In most cases, labeling and even company websites do not include information on the catch method or their sustainability practices, but they should. We’re proud of how we harvest Sustainable Seas seafood. We believe in treating the marine ecosystem with respect, taking only what it can give and wasting nothing taken.

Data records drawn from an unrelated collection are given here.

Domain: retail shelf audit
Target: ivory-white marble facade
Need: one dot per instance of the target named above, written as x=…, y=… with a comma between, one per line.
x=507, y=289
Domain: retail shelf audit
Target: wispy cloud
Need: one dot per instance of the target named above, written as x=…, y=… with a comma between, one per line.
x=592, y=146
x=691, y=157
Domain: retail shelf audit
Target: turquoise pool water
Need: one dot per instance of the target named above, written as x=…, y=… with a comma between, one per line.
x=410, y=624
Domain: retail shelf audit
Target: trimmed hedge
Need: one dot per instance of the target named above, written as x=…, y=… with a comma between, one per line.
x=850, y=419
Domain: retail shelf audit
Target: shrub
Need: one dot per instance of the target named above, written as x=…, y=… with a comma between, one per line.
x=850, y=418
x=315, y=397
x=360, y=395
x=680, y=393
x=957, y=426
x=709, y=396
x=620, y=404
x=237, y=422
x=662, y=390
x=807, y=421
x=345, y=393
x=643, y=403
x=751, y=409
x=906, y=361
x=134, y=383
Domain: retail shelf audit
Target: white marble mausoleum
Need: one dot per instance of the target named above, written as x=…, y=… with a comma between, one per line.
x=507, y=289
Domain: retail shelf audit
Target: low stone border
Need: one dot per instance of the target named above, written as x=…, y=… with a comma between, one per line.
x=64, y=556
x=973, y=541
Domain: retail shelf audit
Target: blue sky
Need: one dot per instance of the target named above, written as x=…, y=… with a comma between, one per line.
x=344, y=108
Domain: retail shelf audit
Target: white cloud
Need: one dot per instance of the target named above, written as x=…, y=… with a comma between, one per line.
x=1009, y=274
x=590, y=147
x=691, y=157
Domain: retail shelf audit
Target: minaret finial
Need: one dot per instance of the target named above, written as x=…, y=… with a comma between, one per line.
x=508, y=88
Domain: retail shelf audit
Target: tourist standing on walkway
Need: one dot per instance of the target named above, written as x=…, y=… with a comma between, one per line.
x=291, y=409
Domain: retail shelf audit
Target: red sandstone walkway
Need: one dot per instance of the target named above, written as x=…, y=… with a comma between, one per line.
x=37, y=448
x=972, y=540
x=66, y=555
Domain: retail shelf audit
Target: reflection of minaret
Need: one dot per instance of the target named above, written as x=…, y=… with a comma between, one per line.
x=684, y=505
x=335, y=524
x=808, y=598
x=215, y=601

All of our Sustainable Seas products meet or exceed the following sustainability criteria:

1. The biomass of fish is healthy and not over-fished
2. The habitat is not damaged by the fishing method
3. The catch method is virtually free from by-catch of early juvenile fish and other non-targeted species
4. Any incidental catch of non-target species is retained and utilized

Tuna

Sustainable Seas sources tuna caught only by pole and line. There is virtually no by-catch associated with this technique, which is regarded along with trolling as the best fishing methods for tuna, a fact worth remembering when you buy. This eco-consensus is supported by most Non-Government Organizations (NGOs) including:

THERE ARE TWO MAIN CATCH METHODS THAT SUSTAINABLE SEAS ENDORSES AS BEST-PRACTICE:

1. POLE AND LINE

Pole and line fishing has been practiced for centuries and it involves attracting a school of tuna to the side of a baitboat by throwing live sardines and anchovies overboard. This creates a tuna feeding frenzy and fish are hauled out of the water, one-by-one, using pole and line. Tuna caught this way are small (but, not juveniles) and mostly consist of albacore and skipjack, but also some yellowfin and bigeye.

2. TROLLING

Commercial fishing vessels that harvest younger surface-swimming albacore are called jig boats because they fish with jigs. They are also called trollers since they troll for albacore.

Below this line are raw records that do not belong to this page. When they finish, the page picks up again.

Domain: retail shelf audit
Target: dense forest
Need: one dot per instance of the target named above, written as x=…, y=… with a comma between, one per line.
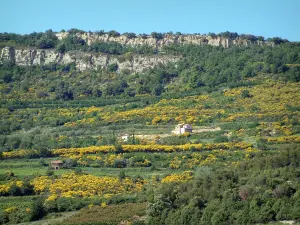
x=240, y=165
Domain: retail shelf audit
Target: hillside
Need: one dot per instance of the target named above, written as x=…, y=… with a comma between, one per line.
x=73, y=96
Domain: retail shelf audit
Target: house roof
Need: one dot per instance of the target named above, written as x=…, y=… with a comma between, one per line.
x=188, y=126
x=56, y=162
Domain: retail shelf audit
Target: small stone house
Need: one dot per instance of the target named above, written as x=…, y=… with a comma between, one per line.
x=56, y=164
x=125, y=137
x=183, y=128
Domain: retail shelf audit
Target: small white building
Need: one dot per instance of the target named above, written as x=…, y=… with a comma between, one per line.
x=125, y=137
x=183, y=128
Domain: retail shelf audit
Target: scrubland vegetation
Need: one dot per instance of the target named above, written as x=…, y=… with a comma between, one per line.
x=245, y=173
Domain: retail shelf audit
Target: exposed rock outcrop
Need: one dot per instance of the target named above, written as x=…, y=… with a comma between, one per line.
x=82, y=60
x=91, y=37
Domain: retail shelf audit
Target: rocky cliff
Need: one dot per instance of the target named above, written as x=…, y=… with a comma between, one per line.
x=91, y=37
x=82, y=60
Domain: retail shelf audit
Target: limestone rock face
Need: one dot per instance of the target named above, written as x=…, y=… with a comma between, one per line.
x=168, y=39
x=82, y=60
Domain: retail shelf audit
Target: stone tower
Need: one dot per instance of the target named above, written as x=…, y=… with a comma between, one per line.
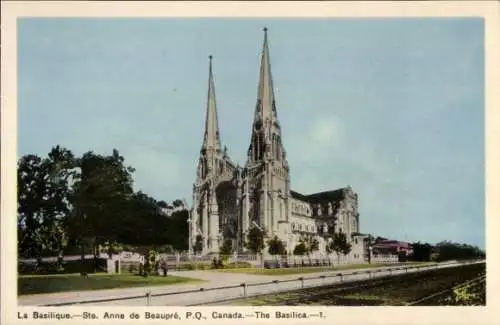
x=206, y=214
x=266, y=181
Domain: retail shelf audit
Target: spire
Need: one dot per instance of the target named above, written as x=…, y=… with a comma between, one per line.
x=265, y=107
x=211, y=139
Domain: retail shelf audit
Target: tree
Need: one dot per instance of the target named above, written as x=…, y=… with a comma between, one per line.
x=339, y=245
x=421, y=252
x=198, y=245
x=226, y=249
x=312, y=245
x=447, y=250
x=300, y=249
x=255, y=240
x=101, y=193
x=276, y=246
x=44, y=202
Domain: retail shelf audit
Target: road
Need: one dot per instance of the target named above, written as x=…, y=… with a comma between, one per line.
x=214, y=279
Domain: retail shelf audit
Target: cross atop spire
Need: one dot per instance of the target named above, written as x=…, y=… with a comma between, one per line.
x=211, y=139
x=265, y=107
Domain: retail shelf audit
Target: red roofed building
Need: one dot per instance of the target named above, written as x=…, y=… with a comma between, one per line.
x=393, y=247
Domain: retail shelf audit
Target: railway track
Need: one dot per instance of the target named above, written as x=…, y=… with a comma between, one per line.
x=395, y=290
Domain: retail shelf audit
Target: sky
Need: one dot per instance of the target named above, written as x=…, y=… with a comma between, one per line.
x=392, y=107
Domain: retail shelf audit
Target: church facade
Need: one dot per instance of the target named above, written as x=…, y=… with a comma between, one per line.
x=229, y=199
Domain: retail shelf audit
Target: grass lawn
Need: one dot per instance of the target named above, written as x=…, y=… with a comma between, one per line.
x=74, y=282
x=313, y=269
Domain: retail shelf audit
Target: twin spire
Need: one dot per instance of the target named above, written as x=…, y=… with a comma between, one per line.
x=265, y=108
x=211, y=139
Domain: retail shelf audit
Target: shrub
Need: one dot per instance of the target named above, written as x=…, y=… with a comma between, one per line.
x=237, y=265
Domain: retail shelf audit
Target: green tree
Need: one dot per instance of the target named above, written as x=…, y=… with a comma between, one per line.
x=255, y=240
x=421, y=252
x=44, y=202
x=300, y=249
x=339, y=245
x=198, y=246
x=276, y=246
x=226, y=249
x=101, y=194
x=311, y=245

Trolling means to catch fish by towing a lure or baited hook behind a slow-moving boat. In the albacore fishery, trollers attach ten to twenty fishing lines to the vessel's outriggers. Attached to the end of each line is a jig, shaped to look like squid. The jigs are trailed in the water and some albacore will bite the squid-like jig and be caught.

SUSTAINABLE SEAS CONSIDERS THESE TWO TUNA HARVEST METHODS AS ENVIRONMENTALLY INFERIOR:

1. PURSE SEINES

Purse seines are large nets that are deployed in a circular form around a school of tuna, hanging vertically in the water column. Once the fish are completely encircled by the net, it is drawn tight at the bottom, like a purse, to prevent the fish from escaping. It is then brought alongside the fishing vessel, hoisted out of the water, and the fish are brought on board.

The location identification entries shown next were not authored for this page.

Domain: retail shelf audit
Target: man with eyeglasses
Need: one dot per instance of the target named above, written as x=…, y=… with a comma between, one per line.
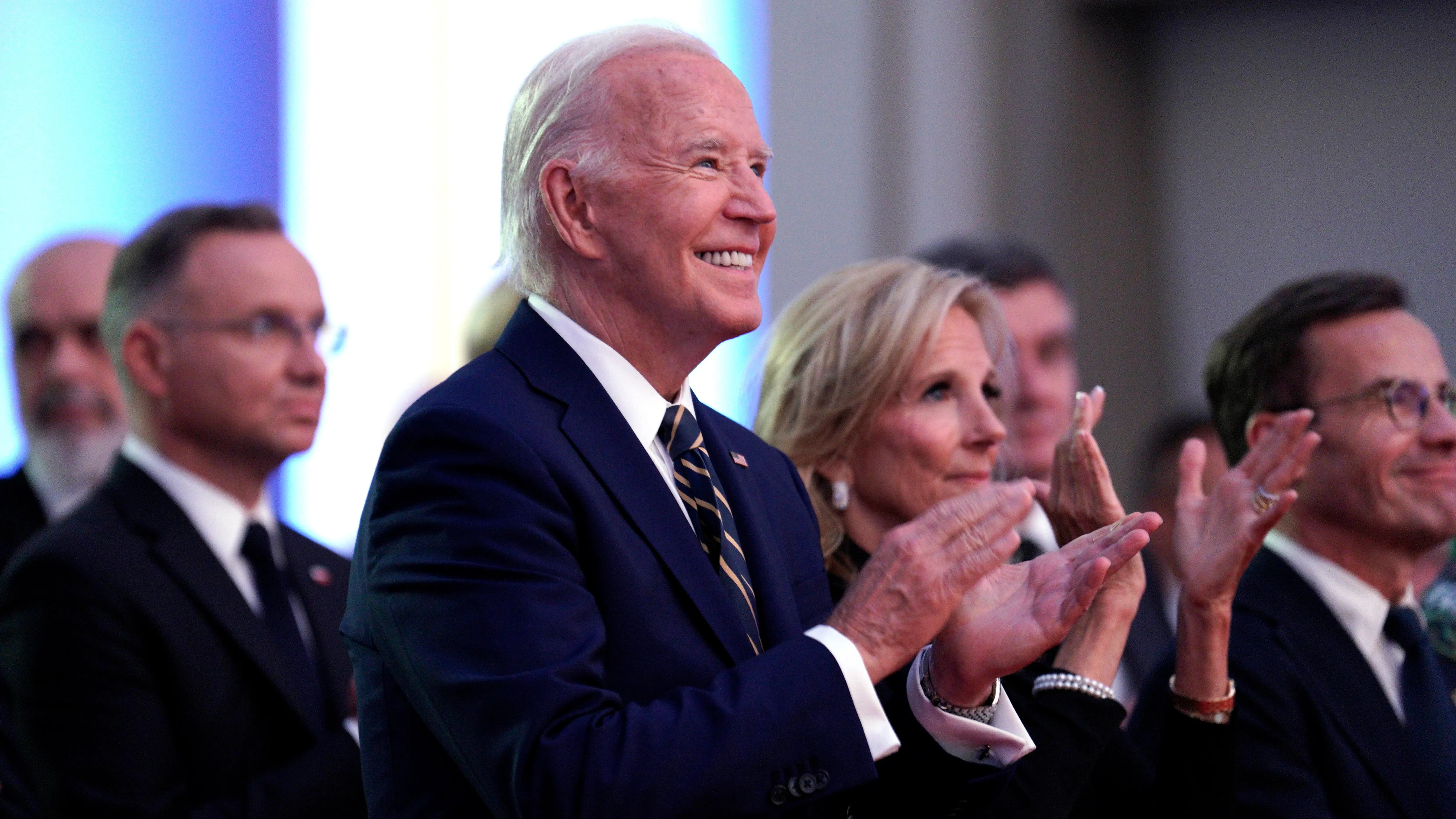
x=69, y=401
x=172, y=648
x=1343, y=707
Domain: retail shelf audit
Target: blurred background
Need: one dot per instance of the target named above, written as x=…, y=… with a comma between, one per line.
x=1174, y=159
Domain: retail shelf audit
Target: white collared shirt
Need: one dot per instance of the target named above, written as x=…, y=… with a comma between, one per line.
x=644, y=408
x=1358, y=606
x=220, y=520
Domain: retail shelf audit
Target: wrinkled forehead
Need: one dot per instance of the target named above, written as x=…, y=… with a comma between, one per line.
x=1355, y=353
x=666, y=100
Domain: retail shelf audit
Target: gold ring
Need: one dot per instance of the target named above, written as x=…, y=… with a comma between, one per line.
x=1263, y=501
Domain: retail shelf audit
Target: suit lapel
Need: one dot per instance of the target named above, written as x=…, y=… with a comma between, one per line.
x=609, y=447
x=184, y=556
x=1339, y=675
x=324, y=603
x=778, y=614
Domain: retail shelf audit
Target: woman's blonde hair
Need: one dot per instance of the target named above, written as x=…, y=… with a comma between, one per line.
x=842, y=351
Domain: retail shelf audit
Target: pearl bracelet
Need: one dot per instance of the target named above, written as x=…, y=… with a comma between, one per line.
x=1065, y=681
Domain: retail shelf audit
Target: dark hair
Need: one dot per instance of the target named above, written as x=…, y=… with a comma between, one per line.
x=1261, y=363
x=148, y=265
x=1167, y=440
x=1002, y=262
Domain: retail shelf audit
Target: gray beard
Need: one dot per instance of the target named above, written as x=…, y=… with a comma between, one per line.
x=66, y=466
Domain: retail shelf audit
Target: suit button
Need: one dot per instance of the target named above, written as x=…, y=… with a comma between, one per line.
x=780, y=795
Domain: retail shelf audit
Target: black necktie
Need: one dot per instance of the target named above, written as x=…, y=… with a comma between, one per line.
x=1430, y=716
x=708, y=508
x=279, y=620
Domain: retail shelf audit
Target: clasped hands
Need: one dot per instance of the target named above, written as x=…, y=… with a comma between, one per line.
x=944, y=578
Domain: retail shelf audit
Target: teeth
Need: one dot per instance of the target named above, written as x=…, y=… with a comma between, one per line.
x=727, y=258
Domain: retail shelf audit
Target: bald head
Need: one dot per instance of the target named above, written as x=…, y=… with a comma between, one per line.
x=63, y=374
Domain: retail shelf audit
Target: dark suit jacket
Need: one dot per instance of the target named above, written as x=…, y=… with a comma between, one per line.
x=536, y=630
x=1317, y=737
x=21, y=514
x=145, y=686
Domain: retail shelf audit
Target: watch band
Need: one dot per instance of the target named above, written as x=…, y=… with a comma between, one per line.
x=979, y=713
x=1218, y=712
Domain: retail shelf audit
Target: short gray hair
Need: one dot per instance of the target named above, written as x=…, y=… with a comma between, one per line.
x=557, y=116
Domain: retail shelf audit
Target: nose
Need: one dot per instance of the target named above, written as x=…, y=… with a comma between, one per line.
x=982, y=428
x=70, y=360
x=750, y=200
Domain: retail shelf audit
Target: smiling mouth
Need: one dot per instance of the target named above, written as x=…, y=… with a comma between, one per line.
x=731, y=259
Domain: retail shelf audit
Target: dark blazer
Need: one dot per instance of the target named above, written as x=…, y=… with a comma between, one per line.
x=536, y=630
x=1317, y=737
x=143, y=683
x=21, y=514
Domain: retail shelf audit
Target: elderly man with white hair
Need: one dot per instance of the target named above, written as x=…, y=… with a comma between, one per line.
x=582, y=593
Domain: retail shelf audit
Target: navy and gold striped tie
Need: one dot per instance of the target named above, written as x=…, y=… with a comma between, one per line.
x=713, y=520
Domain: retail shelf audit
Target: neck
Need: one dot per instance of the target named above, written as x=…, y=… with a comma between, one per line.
x=665, y=354
x=1368, y=558
x=238, y=478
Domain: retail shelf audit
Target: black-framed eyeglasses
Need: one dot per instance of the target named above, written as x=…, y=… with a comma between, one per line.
x=276, y=331
x=1406, y=401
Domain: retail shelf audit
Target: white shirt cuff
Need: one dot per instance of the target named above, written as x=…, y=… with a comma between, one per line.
x=879, y=735
x=999, y=742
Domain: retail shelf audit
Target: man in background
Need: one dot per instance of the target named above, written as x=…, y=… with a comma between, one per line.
x=1042, y=322
x=70, y=404
x=171, y=648
x=1343, y=709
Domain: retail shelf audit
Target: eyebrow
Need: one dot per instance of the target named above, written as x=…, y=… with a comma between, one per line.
x=717, y=145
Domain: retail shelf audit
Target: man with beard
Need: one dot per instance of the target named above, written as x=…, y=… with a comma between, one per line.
x=70, y=404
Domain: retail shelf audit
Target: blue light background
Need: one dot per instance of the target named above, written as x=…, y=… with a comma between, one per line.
x=113, y=111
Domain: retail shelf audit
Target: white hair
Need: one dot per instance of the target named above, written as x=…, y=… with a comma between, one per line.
x=557, y=116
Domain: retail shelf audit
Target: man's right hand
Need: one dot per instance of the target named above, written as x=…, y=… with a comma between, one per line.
x=922, y=569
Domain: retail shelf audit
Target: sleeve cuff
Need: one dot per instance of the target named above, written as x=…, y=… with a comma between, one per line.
x=879, y=735
x=999, y=742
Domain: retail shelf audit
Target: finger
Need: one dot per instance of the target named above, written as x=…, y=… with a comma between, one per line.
x=978, y=517
x=1087, y=583
x=978, y=564
x=1095, y=402
x=1190, y=472
x=1292, y=468
x=1276, y=446
x=1043, y=492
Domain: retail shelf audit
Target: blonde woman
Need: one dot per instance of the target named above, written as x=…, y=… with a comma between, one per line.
x=881, y=386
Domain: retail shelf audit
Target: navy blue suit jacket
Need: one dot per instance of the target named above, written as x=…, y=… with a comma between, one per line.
x=1317, y=737
x=536, y=630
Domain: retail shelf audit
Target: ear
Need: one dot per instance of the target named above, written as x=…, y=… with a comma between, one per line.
x=146, y=355
x=836, y=469
x=1259, y=427
x=570, y=213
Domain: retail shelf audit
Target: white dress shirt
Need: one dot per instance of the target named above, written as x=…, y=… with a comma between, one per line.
x=644, y=408
x=1358, y=606
x=220, y=520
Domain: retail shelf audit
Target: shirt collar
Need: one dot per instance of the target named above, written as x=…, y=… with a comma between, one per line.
x=1355, y=603
x=218, y=516
x=630, y=390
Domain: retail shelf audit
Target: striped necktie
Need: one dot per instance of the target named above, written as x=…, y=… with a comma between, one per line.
x=713, y=520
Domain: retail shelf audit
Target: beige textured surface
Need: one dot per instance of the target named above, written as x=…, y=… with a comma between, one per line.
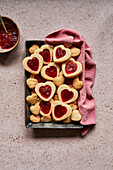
x=25, y=149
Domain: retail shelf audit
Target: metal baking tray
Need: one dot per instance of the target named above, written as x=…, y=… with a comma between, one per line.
x=28, y=123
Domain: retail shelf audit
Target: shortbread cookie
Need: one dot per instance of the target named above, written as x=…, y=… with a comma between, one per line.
x=46, y=118
x=76, y=116
x=35, y=118
x=59, y=80
x=45, y=107
x=33, y=64
x=75, y=51
x=33, y=48
x=31, y=82
x=32, y=98
x=45, y=90
x=60, y=111
x=35, y=109
x=50, y=71
x=72, y=68
x=61, y=54
x=67, y=94
x=46, y=52
x=77, y=84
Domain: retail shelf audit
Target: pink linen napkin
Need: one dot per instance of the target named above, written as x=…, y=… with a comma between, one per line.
x=86, y=103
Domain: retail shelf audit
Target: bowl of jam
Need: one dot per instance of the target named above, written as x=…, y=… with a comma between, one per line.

Most purse seine tuna fishing is done with the use of FADs (Fish Aggregating Devices). These are radio-beaconed floating devices that attract any and most fish swimming freely in the open ocean including tiny tuna, small fish of all kinds, sharks and turtles. This FAD purse seine fishing results in very high by-catch mortality and discard of non-target species and undersize early juvenile tunas caught prematurely.

2. Longlines

Longlining is the most common method used to catch albacore worldwide. Longlines attract a variety of open ocean swimmers, such as endangered sea turtles, sharks and other fish, resulting in wasteful bycatch. Also, as the line is deployed into the water, seabirds dive for the bait, are ensnared on the hooks and drown. International longline fleets are contributing heavily to the long-term decline of some of these threatened or endangered species.

 

SALMON

Wild caught salmon from the Pacific Northwest (Alaska and British Columbia) are considered a BEST CHOICE for sustainability as per the recommendations of the Monterey Bay Aquarium Seafood Watch program. The Alaskan salmon used in Sustainable Seas are among the most intensively managed species in the world, with excellent monitoring of both the fish populations and the fishery itself.